O eclipse, a Nasa e a nossa alma colonizada

A verdade é que a agência norte-americana só vai poder transmitir o eclipse total graças ao núcleo de Astronomia do Cariri e à nossa localização privilegiada

Legenda: Simulação do eclipse solar parcial em Fortaleza. Composição de uma imagem real do Sol com a silhueta artificial da Lua
Foto: Elaboração própria

Uma das melhores coisas de ser do Cariri é que a gente parece um pouco menos suscetível ao mau hábito brasileiro de achar que tudo que é de fora é sempre melhor. Atribuo essa dádiva ao orgulho que temos da nossa história regional, da nossa cultura, da nossa biodiversidade. Seja o reisado do mestre Aldenir, seja a primeira Floresta Nacional do país, ser do miolo do Sertão conforta numa sociedade tão babona da Gringa.

Veja também

Mas parece que outras partes do país sofrem de uma versão piorada do chamado de vira-latismo, termo que, pensando bem, prefiro abolir, afinal os cães sem raça definida estão entre as melhores criaturas do Brasil: lindos, inteligentes, dóceis. Chamo esse tipo de atitude de mente colonizada mesmo.

A última vítima desse fenômeno psicossocial coletivo foi o Núcleo de Astronomia do Instituto Federal do Ceará em Juazeiro do Norte. Os equipamentos e os profissionais são brasileiros, todos pagos com dinheiro do contribuinte. Porém, não se sabe como, resolveram dizer que a Agência Espacial dos EUA (a Nasa, na sigla em inglês) montaria equipamentos para acompanhar o eclipse solar no Cariri. 

A verdade é que a Nasa só vai poder transmitir o eclipse total graças ao núcleo de Astronomia do Cariri e à nossa localização privilegiada.
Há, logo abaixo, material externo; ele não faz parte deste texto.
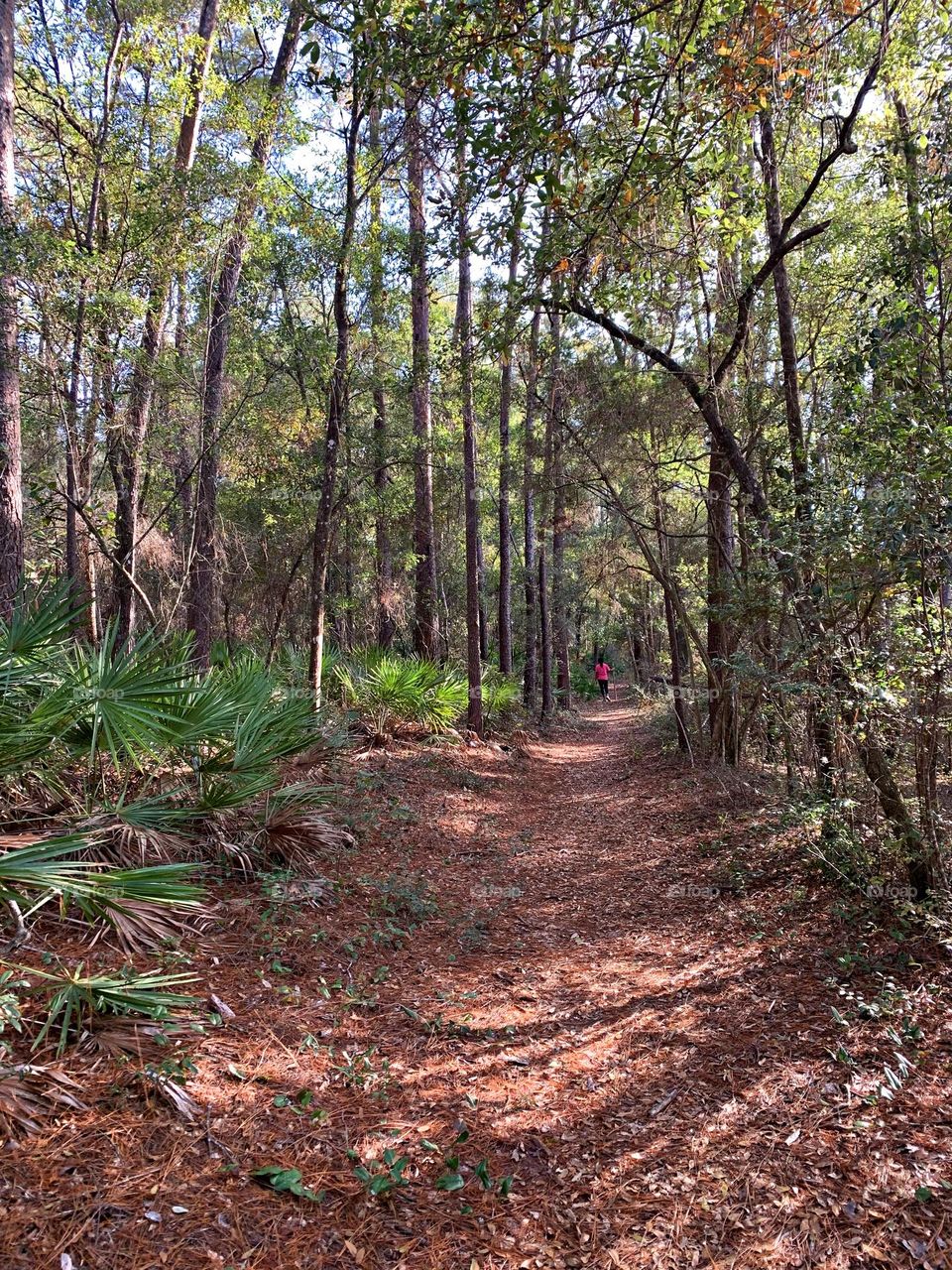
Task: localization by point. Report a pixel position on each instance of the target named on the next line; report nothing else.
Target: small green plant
(302, 1103)
(77, 998)
(380, 1179)
(286, 1182)
(358, 1070)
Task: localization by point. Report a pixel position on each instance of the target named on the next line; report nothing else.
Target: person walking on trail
(603, 672)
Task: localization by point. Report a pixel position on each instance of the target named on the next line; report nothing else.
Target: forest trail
(622, 1003)
(648, 1030)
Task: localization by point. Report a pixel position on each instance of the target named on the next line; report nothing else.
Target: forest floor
(625, 1025)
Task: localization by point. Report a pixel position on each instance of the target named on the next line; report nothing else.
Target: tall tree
(474, 663)
(336, 400)
(425, 613)
(384, 581)
(506, 458)
(10, 444)
(127, 440)
(202, 564)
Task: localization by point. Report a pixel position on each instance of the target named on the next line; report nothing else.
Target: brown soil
(624, 1003)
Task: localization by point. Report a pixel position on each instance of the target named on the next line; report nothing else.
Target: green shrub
(395, 695)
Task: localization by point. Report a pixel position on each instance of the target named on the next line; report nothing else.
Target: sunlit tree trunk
(506, 460)
(385, 624)
(336, 409)
(474, 651)
(10, 445)
(202, 564)
(127, 441)
(425, 616)
(531, 621)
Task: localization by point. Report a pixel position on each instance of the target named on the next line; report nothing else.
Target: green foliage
(286, 1182)
(394, 695)
(76, 1000)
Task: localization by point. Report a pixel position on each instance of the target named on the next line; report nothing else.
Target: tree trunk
(674, 635)
(385, 624)
(531, 627)
(506, 462)
(128, 440)
(560, 601)
(425, 617)
(722, 721)
(336, 412)
(10, 447)
(202, 564)
(474, 649)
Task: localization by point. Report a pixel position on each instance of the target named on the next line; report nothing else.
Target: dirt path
(621, 1015)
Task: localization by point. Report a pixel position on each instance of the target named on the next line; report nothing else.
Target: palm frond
(31, 1093)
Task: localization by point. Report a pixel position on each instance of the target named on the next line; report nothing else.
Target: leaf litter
(539, 1026)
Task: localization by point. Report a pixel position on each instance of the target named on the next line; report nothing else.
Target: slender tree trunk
(802, 574)
(506, 461)
(127, 441)
(670, 617)
(10, 447)
(531, 626)
(474, 649)
(722, 721)
(544, 631)
(426, 615)
(560, 520)
(385, 624)
(336, 411)
(203, 566)
(543, 524)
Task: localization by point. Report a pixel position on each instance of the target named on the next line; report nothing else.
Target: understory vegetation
(371, 371)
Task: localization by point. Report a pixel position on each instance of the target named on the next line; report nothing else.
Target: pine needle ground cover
(544, 1014)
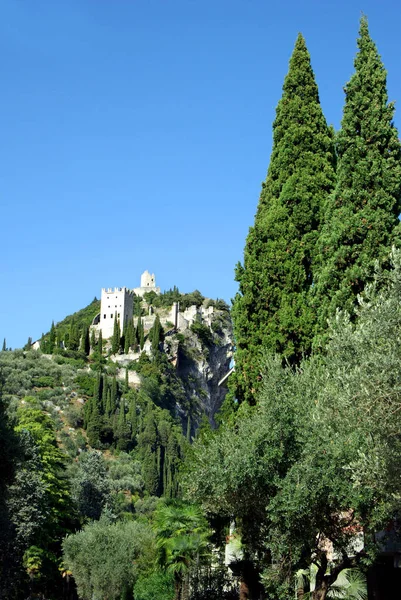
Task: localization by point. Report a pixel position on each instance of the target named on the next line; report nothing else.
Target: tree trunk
(243, 589)
(177, 587)
(320, 591)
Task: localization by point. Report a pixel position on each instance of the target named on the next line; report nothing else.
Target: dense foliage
(299, 489)
(361, 221)
(271, 309)
(315, 463)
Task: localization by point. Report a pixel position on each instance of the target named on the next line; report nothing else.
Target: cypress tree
(73, 340)
(140, 333)
(155, 335)
(100, 346)
(85, 343)
(115, 340)
(92, 341)
(52, 338)
(133, 419)
(94, 426)
(271, 309)
(362, 213)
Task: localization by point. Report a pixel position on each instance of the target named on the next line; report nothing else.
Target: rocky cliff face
(202, 355)
(200, 349)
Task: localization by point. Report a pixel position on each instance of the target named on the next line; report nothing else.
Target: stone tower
(148, 284)
(115, 303)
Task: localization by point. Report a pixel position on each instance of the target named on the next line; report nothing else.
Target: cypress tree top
(270, 311)
(362, 214)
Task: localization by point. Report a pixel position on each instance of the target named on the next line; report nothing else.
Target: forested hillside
(116, 483)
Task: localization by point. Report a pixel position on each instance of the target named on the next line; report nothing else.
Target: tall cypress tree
(115, 340)
(52, 338)
(362, 214)
(271, 309)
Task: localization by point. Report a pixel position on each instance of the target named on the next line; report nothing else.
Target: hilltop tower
(148, 284)
(115, 303)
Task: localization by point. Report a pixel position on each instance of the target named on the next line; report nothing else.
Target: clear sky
(135, 135)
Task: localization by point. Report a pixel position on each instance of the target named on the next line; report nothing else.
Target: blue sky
(135, 135)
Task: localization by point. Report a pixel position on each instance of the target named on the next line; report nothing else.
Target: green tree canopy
(271, 309)
(314, 464)
(362, 213)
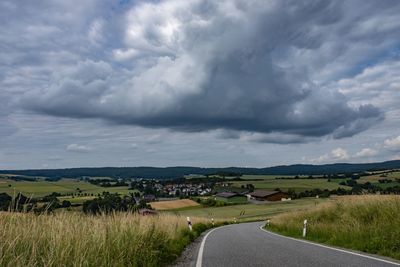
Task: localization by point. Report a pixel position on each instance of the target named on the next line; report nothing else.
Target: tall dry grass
(74, 239)
(369, 223)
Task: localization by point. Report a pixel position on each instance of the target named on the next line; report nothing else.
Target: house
(230, 197)
(149, 198)
(263, 195)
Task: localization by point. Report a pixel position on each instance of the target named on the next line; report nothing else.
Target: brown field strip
(173, 204)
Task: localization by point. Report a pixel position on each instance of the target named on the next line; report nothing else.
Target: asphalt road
(247, 245)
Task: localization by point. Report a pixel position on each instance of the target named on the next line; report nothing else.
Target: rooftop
(226, 194)
(262, 193)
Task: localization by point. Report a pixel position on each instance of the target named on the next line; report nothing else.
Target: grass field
(365, 223)
(173, 204)
(376, 177)
(63, 186)
(298, 185)
(250, 210)
(74, 239)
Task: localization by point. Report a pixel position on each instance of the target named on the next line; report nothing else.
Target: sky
(249, 83)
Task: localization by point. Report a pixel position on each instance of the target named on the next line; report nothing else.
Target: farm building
(268, 195)
(231, 197)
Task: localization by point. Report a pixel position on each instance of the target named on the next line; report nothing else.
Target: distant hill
(178, 172)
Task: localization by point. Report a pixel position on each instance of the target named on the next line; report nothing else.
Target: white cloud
(78, 148)
(340, 153)
(337, 154)
(392, 143)
(366, 152)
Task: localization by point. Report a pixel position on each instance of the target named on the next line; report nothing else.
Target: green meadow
(63, 186)
(297, 185)
(249, 211)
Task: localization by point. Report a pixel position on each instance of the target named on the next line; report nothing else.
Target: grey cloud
(238, 65)
(78, 148)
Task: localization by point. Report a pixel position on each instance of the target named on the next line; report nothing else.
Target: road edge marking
(332, 248)
(199, 261)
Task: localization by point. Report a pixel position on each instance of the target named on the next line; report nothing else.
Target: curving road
(248, 245)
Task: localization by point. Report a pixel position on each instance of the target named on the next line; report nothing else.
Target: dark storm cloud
(248, 66)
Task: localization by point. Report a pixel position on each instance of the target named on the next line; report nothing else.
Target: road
(248, 245)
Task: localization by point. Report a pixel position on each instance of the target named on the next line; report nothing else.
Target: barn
(231, 197)
(264, 195)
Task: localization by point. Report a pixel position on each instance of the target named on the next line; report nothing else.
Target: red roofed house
(268, 195)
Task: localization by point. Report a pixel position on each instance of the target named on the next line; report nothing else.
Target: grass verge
(365, 223)
(74, 239)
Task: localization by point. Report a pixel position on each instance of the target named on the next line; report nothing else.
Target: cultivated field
(63, 186)
(376, 177)
(298, 185)
(366, 223)
(250, 211)
(74, 239)
(174, 204)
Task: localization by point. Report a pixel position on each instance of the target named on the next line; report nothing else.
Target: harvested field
(173, 204)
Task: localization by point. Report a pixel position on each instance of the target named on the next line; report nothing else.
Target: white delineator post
(189, 223)
(305, 228)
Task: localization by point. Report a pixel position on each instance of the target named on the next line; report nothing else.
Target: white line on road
(199, 261)
(337, 249)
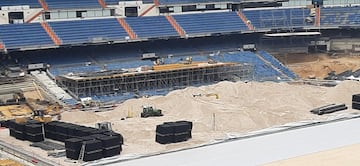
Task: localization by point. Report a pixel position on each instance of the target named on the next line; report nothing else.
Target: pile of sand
(242, 107)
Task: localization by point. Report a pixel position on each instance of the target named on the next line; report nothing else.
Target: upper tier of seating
(112, 2)
(335, 16)
(24, 35)
(88, 31)
(69, 4)
(205, 23)
(278, 18)
(109, 29)
(31, 3)
(151, 27)
(171, 2)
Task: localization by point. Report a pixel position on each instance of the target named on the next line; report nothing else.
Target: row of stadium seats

Ou seja, se não houvesse o campus do IFCE em Juazeiro do Norte, talvez os pesquisadores dos EUA buscassem outra forma, com alguma outra instituição, provavelmente pública.

E aí, como a gente costuma dizer, haja Zé para explicar que isso não era aquilo. Houve gente que ficou tão encafifada com a informação de que a Nasa estaria aqui que simplesmente acreditou em algo que poucos acreditam: ver dinheiro dos EUA investido em países como o Brasil.

Por outro lado, graças a essa informação falsa, a de que a Nasa montaria equipamentos aqui, o eclipse, que andava tendo uma cobertura jornalística já bastante agitada, acabou ganhando uma relevância estratosférica, escusado o trocadilho. Por quê? Porque somos dependentes da chancela do dito Primeiro Mundo. Nós, aqui no Cariri, menos, mas somos todos, sim. E isso denuncia nossa alma colonizada.

Porém, venho, por meio desta, dizer que aqui não chegou dinheiro nenhum da NASA, sequer equipamento. Os professores do IFCE, inclusive, ficaram chateados com a notícia falsa. Como bom cearense, aderi à pilhéria usando um ditado bem sertanejo: dinheiro da NASA é que nem pé de cobra, quem vê morre.

Nasa, aqui no Cariri, é o apelido do volante Gesiel José de Lima, ex-Icasa, ex-Guarani, ex-Vasco - hoje um empresário que investe em Juazeiro do Norte. No Nasa, sim, eu dou o maior valor. Já sobre a Nasa não tenho notícia.